Qwen 3 AI Update Surpasses DeepSeek V3

The pace of innovation in the AI large model space has become breathtaking. Just last week, Kimi K2 was updated. Then, yesterday, Alibaba dropped a surprise release: a major update to the Qwen 3 series. This new version positions Qwen 3’s performance metrics to directly challenge, and even surpass, Kimi K2 and DeepSeek V3.

What's New in the Qwen 3 Update?

The Qwen team has updated its flagship Qwen3 model, releasing an enhanced version of the Qwen3-235B-A22B-FP8 non-thinking model, now named Qwen3-235B-A22B-Instruct-2507-FP8. While the name is a mouthful, it’s packed with information.

This update focuses on several key areas:

Drastically Improved General Capabilities: Whether handling complex instructions, rigorous logical reasoning, deep text comprehension, mathematical calculations, scientific Q&A, or even code generation and tool use, Qwen 3 demonstrates superior comprehensive strength.
Broader Knowledge Coverage: The model now has enhanced coverage of niche knowledge across multiple languages, meaning it can understand and answer questions in more specialized and obscure domains.
More Powerful Long-Context Capabilities: For users who need to process massive amounts of information, Qwen 3’s enhanced understanding of up to 256K long contexts makes it more adept at handling lengthy documents and analyzing complex reports.
Better Alignment with User Preferences: Through extensive optimization and fine-tuning, the responses generated by Qwen 3 are higher in both validity and quality, more closely matching the practical needs of users.

The official evaluation used GPT-4o as a referee, a method that provides a valuable point of reference.

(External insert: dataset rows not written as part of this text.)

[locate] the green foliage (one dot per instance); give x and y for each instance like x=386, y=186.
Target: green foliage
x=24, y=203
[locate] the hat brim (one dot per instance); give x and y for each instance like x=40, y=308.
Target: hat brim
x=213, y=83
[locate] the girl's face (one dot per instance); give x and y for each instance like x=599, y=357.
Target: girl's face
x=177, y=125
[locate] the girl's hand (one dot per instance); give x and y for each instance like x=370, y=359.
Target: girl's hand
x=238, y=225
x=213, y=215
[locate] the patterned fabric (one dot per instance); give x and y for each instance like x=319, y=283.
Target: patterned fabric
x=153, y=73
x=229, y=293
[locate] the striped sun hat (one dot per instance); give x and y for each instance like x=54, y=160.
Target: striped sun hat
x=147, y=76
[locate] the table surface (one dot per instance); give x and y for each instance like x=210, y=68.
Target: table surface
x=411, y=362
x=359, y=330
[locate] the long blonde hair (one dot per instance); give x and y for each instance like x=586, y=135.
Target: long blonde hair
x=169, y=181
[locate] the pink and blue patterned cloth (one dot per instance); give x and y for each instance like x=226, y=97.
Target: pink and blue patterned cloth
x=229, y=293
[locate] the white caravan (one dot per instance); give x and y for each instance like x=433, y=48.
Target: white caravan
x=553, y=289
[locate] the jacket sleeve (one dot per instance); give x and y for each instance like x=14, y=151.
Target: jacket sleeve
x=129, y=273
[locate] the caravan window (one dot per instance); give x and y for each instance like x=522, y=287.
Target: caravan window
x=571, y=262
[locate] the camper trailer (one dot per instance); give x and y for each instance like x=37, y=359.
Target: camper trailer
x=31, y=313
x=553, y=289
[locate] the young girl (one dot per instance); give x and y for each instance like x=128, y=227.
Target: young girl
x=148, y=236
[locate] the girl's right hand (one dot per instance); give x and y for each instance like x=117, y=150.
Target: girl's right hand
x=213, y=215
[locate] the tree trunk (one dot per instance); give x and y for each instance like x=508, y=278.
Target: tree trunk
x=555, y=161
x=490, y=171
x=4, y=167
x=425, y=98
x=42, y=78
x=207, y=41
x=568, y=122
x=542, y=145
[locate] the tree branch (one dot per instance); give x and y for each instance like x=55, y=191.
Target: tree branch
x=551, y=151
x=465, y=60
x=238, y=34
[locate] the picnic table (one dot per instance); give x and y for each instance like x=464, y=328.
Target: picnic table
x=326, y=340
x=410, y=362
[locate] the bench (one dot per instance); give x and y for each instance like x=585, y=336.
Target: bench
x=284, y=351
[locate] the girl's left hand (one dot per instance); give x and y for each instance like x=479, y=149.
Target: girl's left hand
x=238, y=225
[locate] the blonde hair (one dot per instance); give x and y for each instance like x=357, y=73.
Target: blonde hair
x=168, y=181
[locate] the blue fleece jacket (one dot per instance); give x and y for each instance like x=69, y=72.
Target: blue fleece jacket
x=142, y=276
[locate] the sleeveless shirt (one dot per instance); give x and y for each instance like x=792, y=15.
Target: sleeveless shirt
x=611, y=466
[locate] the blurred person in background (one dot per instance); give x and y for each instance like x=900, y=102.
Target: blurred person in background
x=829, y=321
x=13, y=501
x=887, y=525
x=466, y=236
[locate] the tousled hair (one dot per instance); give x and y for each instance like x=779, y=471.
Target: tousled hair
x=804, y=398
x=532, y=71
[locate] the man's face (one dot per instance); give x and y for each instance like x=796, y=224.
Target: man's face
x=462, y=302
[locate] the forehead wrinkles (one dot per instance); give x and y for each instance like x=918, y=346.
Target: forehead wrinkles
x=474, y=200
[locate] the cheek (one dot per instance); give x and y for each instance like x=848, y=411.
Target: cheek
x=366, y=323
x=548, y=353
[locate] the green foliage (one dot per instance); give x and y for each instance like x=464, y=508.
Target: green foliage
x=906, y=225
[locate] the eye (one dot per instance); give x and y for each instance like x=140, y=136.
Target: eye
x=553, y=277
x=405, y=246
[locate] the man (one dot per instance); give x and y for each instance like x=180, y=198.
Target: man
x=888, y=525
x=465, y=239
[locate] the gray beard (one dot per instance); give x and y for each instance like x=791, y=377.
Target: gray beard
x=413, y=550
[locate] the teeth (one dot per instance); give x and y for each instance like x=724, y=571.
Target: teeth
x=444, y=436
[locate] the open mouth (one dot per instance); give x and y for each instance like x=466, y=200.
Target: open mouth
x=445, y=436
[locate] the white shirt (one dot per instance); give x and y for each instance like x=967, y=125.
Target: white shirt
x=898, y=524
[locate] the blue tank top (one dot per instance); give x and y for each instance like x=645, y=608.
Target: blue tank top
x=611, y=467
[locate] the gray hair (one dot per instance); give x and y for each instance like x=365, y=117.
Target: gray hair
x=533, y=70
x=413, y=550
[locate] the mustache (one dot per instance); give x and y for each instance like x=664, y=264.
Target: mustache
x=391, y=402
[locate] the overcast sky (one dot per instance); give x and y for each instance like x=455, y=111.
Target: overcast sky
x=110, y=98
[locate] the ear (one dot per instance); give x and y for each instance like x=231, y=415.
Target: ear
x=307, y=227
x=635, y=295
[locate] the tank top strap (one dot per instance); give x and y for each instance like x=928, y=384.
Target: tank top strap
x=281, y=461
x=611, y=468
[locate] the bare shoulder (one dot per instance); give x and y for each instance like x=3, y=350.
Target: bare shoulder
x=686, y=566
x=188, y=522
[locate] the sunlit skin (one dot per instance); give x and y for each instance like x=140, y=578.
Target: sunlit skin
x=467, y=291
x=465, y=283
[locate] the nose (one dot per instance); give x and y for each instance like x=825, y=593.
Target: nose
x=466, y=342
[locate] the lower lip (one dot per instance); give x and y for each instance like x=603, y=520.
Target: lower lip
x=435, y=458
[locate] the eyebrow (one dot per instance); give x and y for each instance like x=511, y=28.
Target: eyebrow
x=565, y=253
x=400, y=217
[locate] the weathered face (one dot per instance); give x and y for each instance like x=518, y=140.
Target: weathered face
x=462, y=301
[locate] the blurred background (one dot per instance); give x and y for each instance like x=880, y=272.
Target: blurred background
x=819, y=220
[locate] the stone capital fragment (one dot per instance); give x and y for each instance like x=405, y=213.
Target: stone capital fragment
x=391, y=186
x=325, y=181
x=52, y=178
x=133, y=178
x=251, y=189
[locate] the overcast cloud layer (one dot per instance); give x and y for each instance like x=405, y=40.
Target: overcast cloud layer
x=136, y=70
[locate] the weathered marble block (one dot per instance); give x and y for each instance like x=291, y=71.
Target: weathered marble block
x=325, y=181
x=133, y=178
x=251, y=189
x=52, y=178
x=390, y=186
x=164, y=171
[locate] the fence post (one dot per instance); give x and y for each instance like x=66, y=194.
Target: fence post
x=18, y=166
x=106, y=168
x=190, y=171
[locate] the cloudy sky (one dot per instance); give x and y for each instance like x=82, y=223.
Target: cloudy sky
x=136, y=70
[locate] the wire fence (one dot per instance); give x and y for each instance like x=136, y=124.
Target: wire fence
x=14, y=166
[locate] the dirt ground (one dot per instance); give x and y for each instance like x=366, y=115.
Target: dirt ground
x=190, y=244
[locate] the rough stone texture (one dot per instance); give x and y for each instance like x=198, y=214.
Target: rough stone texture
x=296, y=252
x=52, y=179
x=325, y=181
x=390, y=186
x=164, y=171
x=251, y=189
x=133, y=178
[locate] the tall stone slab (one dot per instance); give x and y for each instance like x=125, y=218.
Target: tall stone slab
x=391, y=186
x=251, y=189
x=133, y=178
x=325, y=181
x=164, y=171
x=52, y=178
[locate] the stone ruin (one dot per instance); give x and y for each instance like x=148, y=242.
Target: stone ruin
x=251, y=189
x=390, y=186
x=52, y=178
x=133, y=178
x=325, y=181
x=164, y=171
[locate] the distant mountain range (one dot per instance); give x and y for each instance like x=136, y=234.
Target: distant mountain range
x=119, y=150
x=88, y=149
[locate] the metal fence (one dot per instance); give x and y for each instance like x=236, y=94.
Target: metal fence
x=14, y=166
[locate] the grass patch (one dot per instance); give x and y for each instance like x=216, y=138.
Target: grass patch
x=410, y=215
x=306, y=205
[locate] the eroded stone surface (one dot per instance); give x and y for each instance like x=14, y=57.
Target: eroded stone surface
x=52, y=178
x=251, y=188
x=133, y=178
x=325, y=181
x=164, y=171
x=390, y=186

In my own hands-on testing, I used several specific tasks to assess its real-world capabilities:

Instruction Following: For complex prompts with multiple constraints, Qwen 3 showed a high completion rate, reducing the need for repeated prompt adjustments.
Coding Ability: When generating Python and Go code for data processing tasks, the code was highly usable with a lower error rate than the control models.
Long-Text Reasoning: After inputting a ~200K technical document, Qwen 3 was able to accurately locate and summarize information when questioned about specific details.

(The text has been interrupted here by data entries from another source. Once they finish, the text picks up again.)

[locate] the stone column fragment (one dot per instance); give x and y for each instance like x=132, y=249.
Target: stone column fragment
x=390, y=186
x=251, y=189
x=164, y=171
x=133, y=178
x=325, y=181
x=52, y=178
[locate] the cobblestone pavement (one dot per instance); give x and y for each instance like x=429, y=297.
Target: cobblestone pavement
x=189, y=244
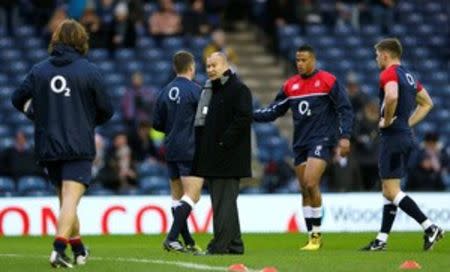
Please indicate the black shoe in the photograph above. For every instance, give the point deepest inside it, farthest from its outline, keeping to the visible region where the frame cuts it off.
(173, 246)
(375, 245)
(432, 235)
(60, 260)
(193, 249)
(81, 258)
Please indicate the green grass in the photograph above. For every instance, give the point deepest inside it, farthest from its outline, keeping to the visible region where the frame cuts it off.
(340, 253)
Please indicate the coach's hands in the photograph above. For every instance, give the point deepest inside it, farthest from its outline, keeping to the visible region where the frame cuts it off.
(344, 147)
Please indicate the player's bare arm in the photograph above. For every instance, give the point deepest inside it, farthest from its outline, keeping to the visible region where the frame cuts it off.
(424, 105)
(390, 104)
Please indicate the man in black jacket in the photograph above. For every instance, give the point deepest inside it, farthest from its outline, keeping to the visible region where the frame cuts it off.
(222, 152)
(65, 97)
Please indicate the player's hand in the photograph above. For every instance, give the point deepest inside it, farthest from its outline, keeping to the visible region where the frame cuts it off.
(344, 147)
(382, 123)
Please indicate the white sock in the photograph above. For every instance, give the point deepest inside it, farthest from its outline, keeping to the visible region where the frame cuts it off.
(382, 236)
(175, 203)
(316, 212)
(426, 224)
(188, 200)
(316, 229)
(398, 198)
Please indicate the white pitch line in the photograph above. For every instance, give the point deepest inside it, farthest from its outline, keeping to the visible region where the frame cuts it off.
(195, 266)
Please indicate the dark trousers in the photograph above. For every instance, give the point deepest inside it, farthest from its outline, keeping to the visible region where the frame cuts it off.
(227, 231)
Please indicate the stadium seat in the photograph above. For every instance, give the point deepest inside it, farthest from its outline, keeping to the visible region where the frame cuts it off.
(253, 190)
(145, 43)
(25, 31)
(265, 130)
(98, 54)
(124, 55)
(31, 183)
(288, 31)
(6, 43)
(172, 43)
(150, 184)
(39, 193)
(106, 66)
(6, 185)
(150, 55)
(146, 169)
(36, 55)
(5, 143)
(100, 192)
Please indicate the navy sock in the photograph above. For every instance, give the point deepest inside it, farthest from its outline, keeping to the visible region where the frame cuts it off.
(188, 240)
(308, 221)
(60, 244)
(410, 207)
(316, 222)
(77, 246)
(180, 214)
(389, 212)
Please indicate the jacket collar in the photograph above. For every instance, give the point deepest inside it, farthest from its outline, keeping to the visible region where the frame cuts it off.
(63, 54)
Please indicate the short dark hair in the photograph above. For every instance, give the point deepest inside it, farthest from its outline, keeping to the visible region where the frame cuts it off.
(390, 45)
(182, 60)
(306, 48)
(71, 33)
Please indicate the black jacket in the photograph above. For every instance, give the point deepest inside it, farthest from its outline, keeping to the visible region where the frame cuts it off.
(223, 144)
(68, 100)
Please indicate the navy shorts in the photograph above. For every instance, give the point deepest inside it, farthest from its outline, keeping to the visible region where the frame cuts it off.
(395, 151)
(179, 169)
(79, 171)
(315, 151)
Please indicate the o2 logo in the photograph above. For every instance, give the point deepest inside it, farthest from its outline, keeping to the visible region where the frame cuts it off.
(303, 108)
(58, 84)
(174, 95)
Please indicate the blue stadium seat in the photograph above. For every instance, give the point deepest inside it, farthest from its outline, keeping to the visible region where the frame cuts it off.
(151, 169)
(98, 54)
(198, 42)
(370, 30)
(253, 190)
(6, 143)
(172, 43)
(25, 31)
(149, 184)
(30, 43)
(3, 81)
(316, 30)
(6, 185)
(10, 54)
(5, 91)
(288, 31)
(405, 7)
(17, 118)
(28, 130)
(6, 43)
(131, 66)
(265, 130)
(114, 79)
(125, 55)
(36, 55)
(106, 66)
(398, 30)
(18, 67)
(31, 183)
(39, 193)
(154, 54)
(145, 43)
(161, 191)
(100, 192)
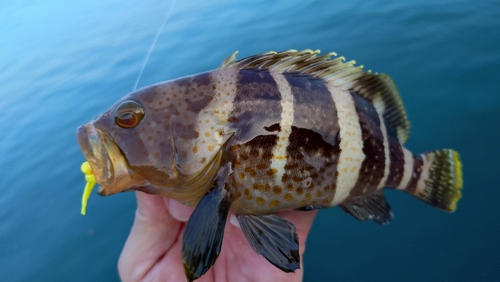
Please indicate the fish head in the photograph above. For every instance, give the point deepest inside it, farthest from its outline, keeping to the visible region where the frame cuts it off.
(157, 140)
(130, 145)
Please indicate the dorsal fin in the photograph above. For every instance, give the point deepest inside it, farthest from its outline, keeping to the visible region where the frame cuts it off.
(377, 88)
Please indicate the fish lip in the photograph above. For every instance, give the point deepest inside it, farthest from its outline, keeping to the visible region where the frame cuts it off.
(93, 145)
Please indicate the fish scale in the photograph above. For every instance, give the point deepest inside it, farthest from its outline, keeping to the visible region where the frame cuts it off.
(271, 132)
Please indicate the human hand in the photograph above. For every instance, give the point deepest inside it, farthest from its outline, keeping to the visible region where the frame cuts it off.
(153, 249)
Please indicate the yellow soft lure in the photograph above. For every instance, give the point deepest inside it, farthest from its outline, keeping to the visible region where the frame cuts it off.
(89, 177)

My conclusion is that Qwen 3’s overall performance is highly competitive. The rapid iteration of its tech stack is certainly worth our attention.

The Core Technical Highlight: FP8 Quantization

FP8 is the key to this update.

FP8 is a model compression technique. It reduces the precision of model parameters from the traditional FP16 or BF16 down to 8-bit floating-point (FP8) without significantly impacting performance. This dramatically lowers VRAM usage and computational requirements.

The benefits are clear:

Lowering the Barrier: It allows this powerful model, which once required top-tier hardware, to run on a wider range of devices.
Boosting Efficiency: Inference is faster, and response times are shorter.
Enabling Local Deployment: It provides immense convenience for individual developers and researchers to experiment with and deploy the model locally.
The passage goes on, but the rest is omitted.